Additionally, defendant's claim that his trial counsel should have called other witnesses to rebut the State's testimony is unavailing because he has not stated what those witnesses would have said had they been called to testify. See State v. Vessey, 967 P.2d 960, 965 n.5 (Utah Ct. App. 1998) (stating that defendant failed to "allege[] specific facts outside the record to support his claim of ineffective assistance of counsel"). Absent the substance of the potential witnesses' testimony, we will not speculate as to what the testimony would have been. See State v. Arguelles, 921 P.2d 439, 441 (Utah 1996). Thus, defendant has not met his burden of showing prejudice.

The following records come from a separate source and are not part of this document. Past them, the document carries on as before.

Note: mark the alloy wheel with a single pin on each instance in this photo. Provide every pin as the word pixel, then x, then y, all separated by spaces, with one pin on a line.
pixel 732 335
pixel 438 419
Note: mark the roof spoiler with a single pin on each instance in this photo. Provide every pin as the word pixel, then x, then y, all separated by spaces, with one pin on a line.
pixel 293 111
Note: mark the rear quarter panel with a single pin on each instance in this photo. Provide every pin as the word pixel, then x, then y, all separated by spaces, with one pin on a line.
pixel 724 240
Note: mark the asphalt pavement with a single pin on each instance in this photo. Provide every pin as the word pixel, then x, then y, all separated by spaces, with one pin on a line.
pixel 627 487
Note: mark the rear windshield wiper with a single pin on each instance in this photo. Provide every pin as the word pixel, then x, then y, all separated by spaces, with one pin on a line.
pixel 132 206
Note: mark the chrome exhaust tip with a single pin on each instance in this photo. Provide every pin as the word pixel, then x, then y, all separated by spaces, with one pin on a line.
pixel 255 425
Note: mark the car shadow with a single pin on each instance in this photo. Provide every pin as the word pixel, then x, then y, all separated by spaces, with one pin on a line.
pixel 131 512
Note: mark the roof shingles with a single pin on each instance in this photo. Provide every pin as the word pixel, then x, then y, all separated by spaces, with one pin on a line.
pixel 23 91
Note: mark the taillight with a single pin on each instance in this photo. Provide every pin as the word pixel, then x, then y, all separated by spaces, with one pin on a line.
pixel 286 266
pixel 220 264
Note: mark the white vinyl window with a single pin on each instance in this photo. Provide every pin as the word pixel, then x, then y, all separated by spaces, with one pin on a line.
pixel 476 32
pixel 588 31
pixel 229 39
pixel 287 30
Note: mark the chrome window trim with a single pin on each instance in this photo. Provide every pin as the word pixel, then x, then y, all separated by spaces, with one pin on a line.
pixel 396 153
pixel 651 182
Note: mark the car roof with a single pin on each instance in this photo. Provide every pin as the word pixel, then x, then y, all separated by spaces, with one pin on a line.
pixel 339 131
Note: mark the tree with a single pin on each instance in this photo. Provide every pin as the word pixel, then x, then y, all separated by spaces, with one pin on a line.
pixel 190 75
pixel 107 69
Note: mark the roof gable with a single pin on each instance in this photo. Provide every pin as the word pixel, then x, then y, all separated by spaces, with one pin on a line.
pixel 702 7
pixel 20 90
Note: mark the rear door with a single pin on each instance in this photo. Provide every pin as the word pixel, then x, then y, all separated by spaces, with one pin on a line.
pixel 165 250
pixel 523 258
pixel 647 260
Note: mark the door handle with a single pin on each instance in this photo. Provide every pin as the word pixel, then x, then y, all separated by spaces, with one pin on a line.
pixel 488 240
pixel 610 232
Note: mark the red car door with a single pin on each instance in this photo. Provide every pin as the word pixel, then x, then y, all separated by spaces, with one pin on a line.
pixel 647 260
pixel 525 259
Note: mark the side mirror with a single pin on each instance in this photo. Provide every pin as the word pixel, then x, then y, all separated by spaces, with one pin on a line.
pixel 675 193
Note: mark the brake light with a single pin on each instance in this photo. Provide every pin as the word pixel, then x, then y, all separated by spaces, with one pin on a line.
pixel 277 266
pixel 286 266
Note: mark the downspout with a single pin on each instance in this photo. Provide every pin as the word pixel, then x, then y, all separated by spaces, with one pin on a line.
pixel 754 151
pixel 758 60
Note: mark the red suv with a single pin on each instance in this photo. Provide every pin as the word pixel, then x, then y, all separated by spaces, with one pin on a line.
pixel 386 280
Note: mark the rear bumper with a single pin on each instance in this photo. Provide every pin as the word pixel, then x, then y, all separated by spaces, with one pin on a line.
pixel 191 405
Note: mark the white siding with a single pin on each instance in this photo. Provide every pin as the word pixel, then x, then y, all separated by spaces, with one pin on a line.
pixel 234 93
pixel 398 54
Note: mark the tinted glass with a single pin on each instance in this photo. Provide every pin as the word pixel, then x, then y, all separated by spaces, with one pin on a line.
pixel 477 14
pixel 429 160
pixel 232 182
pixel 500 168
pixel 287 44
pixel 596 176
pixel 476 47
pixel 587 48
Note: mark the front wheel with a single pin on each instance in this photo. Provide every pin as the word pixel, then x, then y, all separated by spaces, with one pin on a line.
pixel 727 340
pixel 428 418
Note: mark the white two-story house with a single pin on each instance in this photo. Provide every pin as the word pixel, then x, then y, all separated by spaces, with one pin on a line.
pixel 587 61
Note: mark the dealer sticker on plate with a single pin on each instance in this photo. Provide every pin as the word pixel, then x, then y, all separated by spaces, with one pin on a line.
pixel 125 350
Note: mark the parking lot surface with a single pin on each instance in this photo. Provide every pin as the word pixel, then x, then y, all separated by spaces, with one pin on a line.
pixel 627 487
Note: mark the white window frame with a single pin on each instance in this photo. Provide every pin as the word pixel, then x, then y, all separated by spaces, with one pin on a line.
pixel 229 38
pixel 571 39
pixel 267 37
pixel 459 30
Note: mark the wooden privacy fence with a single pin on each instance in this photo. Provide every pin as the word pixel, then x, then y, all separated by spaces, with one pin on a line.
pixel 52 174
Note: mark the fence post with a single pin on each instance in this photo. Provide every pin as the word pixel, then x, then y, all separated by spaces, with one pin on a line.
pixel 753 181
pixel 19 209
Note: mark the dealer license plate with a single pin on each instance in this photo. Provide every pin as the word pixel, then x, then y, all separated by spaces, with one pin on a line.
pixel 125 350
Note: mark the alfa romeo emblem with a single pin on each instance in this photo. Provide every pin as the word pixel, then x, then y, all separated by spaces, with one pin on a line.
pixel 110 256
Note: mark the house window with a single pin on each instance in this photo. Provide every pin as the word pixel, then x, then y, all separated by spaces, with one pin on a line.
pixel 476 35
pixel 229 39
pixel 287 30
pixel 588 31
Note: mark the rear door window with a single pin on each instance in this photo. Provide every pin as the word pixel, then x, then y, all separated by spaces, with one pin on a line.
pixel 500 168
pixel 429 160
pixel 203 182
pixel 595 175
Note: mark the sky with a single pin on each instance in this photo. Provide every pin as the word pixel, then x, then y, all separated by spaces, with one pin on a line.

Next, defendant argues that, under State v. Winward, 909 P.2d 909 (Utah Ct. App. 1995), the trial court failed to properly instruct the jury that the State had to prove intent to defraud a specific person or persons. Defendant misreads Winward. Generally, in a forgery case, it is not necessary to instruct the jury that defendant intended to defraud a specific person or persons. See generally id. at 912 ("Dispensing with the requirement that the State identify the victims of the charged forgery makes sense in situations where the 'victims' are not readily discernible."). However, the facts in Winward were different because there was evidence improperly admitted of defendant's intent to defraud persons other than the only obvious person intended to be defrauded. See id. at 913. In any event, defendant did not argue this issue in his motion for a new trial, and therefore it was not properly preserved for this appeal. See Utah R. App. P. 24(a)(5)(A).

Finally, defendant contends that the evidence was insufficient to support his conviction of forgery. Because defendant failed to develop or present any argument on this issue, we do not consider it further. See Smith v. Smith, 1999 UT App 370,¶8, 995 P.2d 14 (disregarding issue not properly briefed by appellant), cert. denied, 4 P.3d 1289 (Utah 2000).

Therefore, the trial court's order denying defendant's motion for a new trial is affirmed.
 
 
 
 
 

______________________________
Pamela T. Greenwood,
Presiding Judge -----

WE CONCUR:
 
 
 
 

______________________________
Norman H. Jackson,
Associate Presiding Judge
 
 
 
 
 

______________________________
Gregory K. Orme, Judge

1. As a convenience to the reader, and because the provisions in effect at the relevant times do not differ materially from the statutory provisions currently in effect, we cite to the most recent statutory codifications throughout this opinion, unless otherwise noted.